New Overtime Bill is Boost for Farmworkers and Opportunity to Do More

Earlier this year, California passed legislation to raise the minimum wage to $15/hour for all workers, including farmworkers. As farmworkers wait for this to go into full effect, there is news that they may get a more immediate bump in pay through changed overtime rules. Legislation requiring farms to pay overtime after 8 hours a day and 40 hours a week has been approved by legislatures and is waiting on California Governor Jerry Brown’s desk for final approval.

So much of the dialogue and media reporting of this news has pitted farmers and farmworkers against each other, asking whether farmers can afford this, decrying the injustice to farmers who are at the mercy of weather and seasons and rely on farmworkers’ flexibility to work more at certain times of year. The reporting even questions whether the change is good for farmworkers or whether net incomes will fall as farmers cap workers’ hours.

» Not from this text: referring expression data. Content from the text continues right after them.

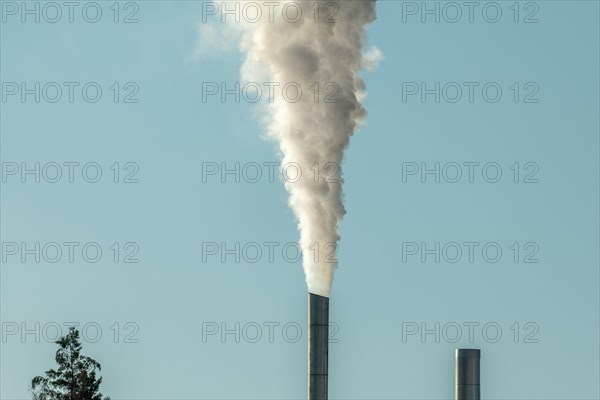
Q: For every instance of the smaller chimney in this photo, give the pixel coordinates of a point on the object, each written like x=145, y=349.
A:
x=467, y=374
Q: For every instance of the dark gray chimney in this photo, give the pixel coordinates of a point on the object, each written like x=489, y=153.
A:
x=318, y=344
x=467, y=374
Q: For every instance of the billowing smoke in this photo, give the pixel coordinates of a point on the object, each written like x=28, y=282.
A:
x=312, y=64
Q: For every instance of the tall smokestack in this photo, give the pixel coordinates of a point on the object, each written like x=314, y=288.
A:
x=467, y=374
x=318, y=346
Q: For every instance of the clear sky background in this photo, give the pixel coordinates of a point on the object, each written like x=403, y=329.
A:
x=172, y=298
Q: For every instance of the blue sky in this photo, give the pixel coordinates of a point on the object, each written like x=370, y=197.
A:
x=161, y=319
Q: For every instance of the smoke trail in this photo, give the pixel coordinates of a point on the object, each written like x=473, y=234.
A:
x=321, y=55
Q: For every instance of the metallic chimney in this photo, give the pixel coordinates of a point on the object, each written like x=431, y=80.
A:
x=318, y=344
x=467, y=374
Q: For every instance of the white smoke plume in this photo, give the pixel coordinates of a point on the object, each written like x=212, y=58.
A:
x=313, y=132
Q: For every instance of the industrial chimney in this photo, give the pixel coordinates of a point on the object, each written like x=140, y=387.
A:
x=467, y=374
x=318, y=344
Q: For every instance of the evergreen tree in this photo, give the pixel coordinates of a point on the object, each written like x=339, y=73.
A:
x=75, y=378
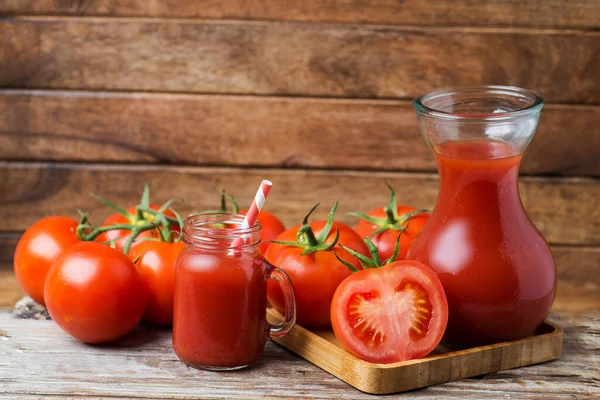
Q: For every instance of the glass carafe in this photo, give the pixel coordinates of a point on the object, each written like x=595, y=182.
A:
x=496, y=268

But as with the minimum wage debate itself, if we are asking a question that might have the answer, “Let’s keep farmworker wages low,” then we aren’t asking the right questions.

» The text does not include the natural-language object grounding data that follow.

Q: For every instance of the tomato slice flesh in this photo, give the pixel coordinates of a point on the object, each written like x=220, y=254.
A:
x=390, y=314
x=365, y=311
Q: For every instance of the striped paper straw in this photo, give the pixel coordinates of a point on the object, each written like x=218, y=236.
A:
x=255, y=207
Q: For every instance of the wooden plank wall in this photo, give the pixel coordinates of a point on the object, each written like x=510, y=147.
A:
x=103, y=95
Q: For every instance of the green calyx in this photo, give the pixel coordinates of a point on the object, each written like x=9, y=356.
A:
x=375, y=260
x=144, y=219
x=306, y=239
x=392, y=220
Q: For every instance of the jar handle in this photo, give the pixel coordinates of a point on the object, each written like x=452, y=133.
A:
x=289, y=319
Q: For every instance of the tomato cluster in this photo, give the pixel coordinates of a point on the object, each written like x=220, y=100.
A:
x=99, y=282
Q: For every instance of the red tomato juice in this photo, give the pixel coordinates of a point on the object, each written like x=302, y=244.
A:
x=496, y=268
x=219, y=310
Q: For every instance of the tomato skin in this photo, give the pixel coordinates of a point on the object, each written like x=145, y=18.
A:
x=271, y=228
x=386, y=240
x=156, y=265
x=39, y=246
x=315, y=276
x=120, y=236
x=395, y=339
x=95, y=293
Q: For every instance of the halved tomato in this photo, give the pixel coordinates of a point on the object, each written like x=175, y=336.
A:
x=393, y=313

Yes, farm work is different from factory work. So is managerial work and the U.S. Department of Labor recently raised the salary under which managers must be paid overtime to $47,476, a salary most farmworkers could only dream of. Farm work is difficult work and workers who push on in the fields more than 8 hours a day or 40 hours a week get tired and increase risk of injury.

A broken food system that favors cheap food, subsidizes large-scale commodity crops, promotes climate-killing industrial agriculture, and denies farmers fair payment is not an excuse to treat farmworkers poorly. We need collectively to agree that farmworkers deserve a fair pay and go from there.

Instead of asking whether farmers are hoping for this new overtime bill to pass, let’s start asking how to address the whole food system so that farmworkers and farmers and consumers all get what they need. Many farmers want to pay farmworkers fairly but are legitimately concerned about their own ability to be sustainable. How can we shift public investments away from industrial agriculture and direct it to sustainable farmers and providing decent jobs for farmworkers on those farms?

If this bill passes, it will provide a needed boost to farmworker pay and signal that their work in the fields is valuable. Let’s make sure it’s also an opportunity to assess our whole food system and start to figure out how to make it work for farmers as well as farmworkers, not just in California, but throughout the global economy.